Resilencia es la habilidad para resurgir de la adversidad, adaptarse, recuperarse y acceder a una vida significativa y productiva. (ICCB, Institute on Child Resilience and Family,1994)
De este modo se categorizan los sujetos en no-resilientes y pro-resilientes, existiendo una gradación intermedia. Se observa que a mayor actividad cognitiva y a mayor capacidad intelectual aumenta la resiliencia, no sólo emocional, sino de las neuronas de los sujetos. La relación «mayor nivel intelectual = mayor resiliencia» no es absoluta pero estadísticamente es muy frecuente. El sujeto con mayores conocimientos y mayor capacidad intelectual puede procesar y elaborar más eficazmente los traumas y los factores distresantes. En los sujetos no-resilientes o poco resilientes se observan fenómenos llamados de alta call memory; tal call memory se define por la frecuencia e intensidad en que se reactiva en la memoria consciente el momento traumático o altamente distresor. Desde la perspectiva clínica, tales reminiscencias traumáticas se pueden presentar como flash-backs o como pensamientos intrusivos, siempre de modo compulsivo.Se ha establecido que las personas resistentes tienen un gran sentido del compromiso, un fuerte sensación de control sobre los acontecimientos y están más abiertos a los cambios en la vida, a la vez que tienden a interpretar las experiencias estresantes y dolorosas como una parte más de la existencia.
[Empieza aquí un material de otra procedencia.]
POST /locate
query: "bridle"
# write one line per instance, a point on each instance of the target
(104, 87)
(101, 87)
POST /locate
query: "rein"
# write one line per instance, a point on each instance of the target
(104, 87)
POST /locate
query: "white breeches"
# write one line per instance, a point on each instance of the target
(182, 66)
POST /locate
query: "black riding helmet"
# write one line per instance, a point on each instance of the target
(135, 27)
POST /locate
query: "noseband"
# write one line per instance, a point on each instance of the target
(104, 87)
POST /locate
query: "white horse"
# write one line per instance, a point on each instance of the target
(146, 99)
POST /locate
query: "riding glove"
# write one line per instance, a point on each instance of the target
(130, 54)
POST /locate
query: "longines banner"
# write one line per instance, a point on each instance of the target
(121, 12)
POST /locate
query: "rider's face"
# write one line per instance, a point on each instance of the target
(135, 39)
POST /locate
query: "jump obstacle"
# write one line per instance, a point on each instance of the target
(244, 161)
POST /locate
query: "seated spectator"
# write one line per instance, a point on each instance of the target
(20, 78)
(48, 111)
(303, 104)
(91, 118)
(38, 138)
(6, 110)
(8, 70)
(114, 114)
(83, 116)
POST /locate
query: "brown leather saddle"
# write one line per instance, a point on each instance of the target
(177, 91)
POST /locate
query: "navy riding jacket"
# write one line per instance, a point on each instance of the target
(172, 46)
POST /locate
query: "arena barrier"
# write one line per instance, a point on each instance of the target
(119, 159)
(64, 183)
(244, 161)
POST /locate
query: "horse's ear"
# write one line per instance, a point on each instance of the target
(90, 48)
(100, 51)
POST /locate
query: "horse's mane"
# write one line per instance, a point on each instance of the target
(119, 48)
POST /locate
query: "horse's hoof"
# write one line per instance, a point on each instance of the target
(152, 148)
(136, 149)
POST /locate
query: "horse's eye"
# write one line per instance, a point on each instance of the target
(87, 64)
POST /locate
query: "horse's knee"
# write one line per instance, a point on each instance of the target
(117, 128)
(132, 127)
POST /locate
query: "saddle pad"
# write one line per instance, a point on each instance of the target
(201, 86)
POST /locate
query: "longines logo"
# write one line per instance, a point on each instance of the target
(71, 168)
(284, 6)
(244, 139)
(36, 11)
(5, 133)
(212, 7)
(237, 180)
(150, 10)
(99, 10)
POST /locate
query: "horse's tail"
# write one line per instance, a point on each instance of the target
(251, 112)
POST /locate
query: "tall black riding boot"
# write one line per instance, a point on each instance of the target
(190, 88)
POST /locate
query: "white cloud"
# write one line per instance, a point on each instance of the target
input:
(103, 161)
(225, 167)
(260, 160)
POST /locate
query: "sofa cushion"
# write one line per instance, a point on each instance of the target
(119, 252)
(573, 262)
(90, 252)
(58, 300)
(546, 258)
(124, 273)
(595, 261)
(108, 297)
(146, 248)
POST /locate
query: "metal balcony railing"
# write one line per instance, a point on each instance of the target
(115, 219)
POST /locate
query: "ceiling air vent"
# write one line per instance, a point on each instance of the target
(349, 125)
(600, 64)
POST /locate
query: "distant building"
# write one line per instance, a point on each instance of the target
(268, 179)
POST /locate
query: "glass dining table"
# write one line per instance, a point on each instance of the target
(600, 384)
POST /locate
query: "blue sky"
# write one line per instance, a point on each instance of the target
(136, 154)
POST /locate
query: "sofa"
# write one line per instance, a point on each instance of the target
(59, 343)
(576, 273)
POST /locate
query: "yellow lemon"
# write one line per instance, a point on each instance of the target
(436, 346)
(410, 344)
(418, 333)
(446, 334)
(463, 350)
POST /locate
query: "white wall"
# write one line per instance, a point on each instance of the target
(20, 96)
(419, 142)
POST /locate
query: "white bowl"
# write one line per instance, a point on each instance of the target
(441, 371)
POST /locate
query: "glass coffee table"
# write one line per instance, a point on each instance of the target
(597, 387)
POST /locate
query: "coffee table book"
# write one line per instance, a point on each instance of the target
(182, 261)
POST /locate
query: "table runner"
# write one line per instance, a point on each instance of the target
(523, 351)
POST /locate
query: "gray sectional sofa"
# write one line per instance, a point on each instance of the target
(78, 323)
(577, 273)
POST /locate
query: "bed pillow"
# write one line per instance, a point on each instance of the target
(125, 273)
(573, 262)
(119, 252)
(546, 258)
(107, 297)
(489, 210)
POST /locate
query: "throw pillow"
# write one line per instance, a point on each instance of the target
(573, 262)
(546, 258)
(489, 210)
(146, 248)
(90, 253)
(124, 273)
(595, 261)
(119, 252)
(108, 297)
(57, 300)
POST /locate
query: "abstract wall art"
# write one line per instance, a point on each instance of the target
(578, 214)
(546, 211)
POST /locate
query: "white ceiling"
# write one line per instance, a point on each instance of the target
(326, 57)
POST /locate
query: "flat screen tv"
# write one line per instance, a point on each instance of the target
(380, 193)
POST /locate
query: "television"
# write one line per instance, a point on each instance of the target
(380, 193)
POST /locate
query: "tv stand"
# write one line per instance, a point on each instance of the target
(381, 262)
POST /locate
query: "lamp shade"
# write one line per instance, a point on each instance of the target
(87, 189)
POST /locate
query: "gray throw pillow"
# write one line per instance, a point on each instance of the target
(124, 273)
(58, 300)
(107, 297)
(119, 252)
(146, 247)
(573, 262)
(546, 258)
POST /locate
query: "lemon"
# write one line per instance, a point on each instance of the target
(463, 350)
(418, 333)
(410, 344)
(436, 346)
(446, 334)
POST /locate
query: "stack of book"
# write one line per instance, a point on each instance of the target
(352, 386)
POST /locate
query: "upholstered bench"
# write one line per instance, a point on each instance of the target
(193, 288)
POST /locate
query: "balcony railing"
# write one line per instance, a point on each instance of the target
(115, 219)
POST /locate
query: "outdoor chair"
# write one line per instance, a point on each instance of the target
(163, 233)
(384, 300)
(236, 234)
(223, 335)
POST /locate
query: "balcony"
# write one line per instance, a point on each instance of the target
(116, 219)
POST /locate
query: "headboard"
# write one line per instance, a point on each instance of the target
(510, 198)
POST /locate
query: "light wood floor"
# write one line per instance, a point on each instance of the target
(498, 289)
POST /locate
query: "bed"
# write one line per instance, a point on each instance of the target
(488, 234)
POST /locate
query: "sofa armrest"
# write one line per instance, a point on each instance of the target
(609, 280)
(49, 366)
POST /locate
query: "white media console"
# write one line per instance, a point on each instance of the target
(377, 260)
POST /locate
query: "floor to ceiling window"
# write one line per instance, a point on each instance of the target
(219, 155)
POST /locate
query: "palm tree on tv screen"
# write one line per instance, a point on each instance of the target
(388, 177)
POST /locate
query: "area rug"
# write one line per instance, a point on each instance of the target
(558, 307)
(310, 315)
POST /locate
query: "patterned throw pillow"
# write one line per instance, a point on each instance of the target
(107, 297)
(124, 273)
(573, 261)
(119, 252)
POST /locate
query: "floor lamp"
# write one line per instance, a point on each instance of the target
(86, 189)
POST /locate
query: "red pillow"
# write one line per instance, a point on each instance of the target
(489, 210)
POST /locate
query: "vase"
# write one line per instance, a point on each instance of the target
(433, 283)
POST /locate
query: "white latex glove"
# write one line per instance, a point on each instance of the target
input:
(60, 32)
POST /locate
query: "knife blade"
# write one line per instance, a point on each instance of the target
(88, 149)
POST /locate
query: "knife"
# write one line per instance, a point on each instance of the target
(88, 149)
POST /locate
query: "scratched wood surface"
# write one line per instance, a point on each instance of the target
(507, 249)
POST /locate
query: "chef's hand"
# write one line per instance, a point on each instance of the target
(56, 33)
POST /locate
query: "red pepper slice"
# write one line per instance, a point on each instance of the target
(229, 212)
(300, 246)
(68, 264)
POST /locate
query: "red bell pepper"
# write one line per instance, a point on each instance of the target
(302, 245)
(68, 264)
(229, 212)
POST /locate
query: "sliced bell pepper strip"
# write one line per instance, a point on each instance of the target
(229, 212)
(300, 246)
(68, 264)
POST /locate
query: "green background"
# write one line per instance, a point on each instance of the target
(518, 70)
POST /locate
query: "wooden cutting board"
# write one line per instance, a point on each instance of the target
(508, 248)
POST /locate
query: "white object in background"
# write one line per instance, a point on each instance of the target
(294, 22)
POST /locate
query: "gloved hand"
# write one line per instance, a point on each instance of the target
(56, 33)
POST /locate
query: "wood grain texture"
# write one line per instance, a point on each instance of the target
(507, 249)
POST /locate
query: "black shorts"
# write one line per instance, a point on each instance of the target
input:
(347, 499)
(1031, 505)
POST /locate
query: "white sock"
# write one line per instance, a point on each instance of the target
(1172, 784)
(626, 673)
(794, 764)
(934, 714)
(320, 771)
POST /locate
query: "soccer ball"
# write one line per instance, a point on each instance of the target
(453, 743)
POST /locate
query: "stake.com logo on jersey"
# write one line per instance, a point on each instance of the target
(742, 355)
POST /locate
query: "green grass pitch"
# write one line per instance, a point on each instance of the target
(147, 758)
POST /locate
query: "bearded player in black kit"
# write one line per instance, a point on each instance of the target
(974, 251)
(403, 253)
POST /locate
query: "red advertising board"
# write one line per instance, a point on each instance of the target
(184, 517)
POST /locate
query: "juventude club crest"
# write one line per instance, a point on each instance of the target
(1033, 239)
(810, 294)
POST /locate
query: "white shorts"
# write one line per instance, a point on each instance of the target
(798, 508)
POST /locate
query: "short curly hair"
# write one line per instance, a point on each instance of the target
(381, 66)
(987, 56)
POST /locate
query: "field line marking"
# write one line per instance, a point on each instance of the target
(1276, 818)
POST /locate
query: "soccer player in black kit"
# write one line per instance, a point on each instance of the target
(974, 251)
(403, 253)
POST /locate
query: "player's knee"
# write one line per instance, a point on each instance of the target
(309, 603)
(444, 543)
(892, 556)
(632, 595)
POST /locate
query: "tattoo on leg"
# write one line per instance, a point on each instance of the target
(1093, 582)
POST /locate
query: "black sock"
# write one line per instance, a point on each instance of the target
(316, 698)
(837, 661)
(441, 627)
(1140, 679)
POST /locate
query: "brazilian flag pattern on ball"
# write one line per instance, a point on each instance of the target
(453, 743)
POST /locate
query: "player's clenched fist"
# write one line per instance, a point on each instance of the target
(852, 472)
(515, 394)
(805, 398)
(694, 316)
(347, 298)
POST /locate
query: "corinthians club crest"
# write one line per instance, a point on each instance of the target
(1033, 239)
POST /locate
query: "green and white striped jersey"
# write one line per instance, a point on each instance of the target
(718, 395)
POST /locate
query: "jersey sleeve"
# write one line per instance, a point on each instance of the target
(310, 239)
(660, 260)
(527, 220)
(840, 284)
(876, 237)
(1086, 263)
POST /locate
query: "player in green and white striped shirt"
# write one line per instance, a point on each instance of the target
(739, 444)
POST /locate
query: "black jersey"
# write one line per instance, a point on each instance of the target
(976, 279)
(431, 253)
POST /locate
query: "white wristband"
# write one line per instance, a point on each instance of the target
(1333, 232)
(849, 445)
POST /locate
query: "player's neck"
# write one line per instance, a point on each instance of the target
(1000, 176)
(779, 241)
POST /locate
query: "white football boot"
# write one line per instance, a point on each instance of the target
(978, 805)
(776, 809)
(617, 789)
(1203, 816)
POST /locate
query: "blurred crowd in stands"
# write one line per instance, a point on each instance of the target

 En general, se considera que es un constructo multifactorial con tres componentes principales: compromiso, control y reto. "A pesar de traumas graves, incluso muy graves, o de desgracias más comunes, la resiliencia parece una realidad confirmada por muchísimas trayectorias existenciales e historias de vida exitosas. De hecho, por nuestros encuentros, contactos profesionales y lecturas, todos conocemos niños, adolescentes, familias y comunidades que "encajan" shocks, pruebas y rupturas, y las superan y siguen desenvolviéndose y viviendo -a menudo a un nivel superior- como si el trauma sufrido y asumido hubiera desarrollado en ellos, a veces revelado incluso, recursos latentes y aun insospechados". Michel Manciaux. La resiliencia: ¿mito o realidad?
Esto nos da, pues, otro factor a tener en cuenta a la hora de valorar lo importante que es aumentar la capacidad intelectual y la formación de las personas. No solo las dota de mayores recursos adaptativos sino que las convierte en resilentes. La educación es importante.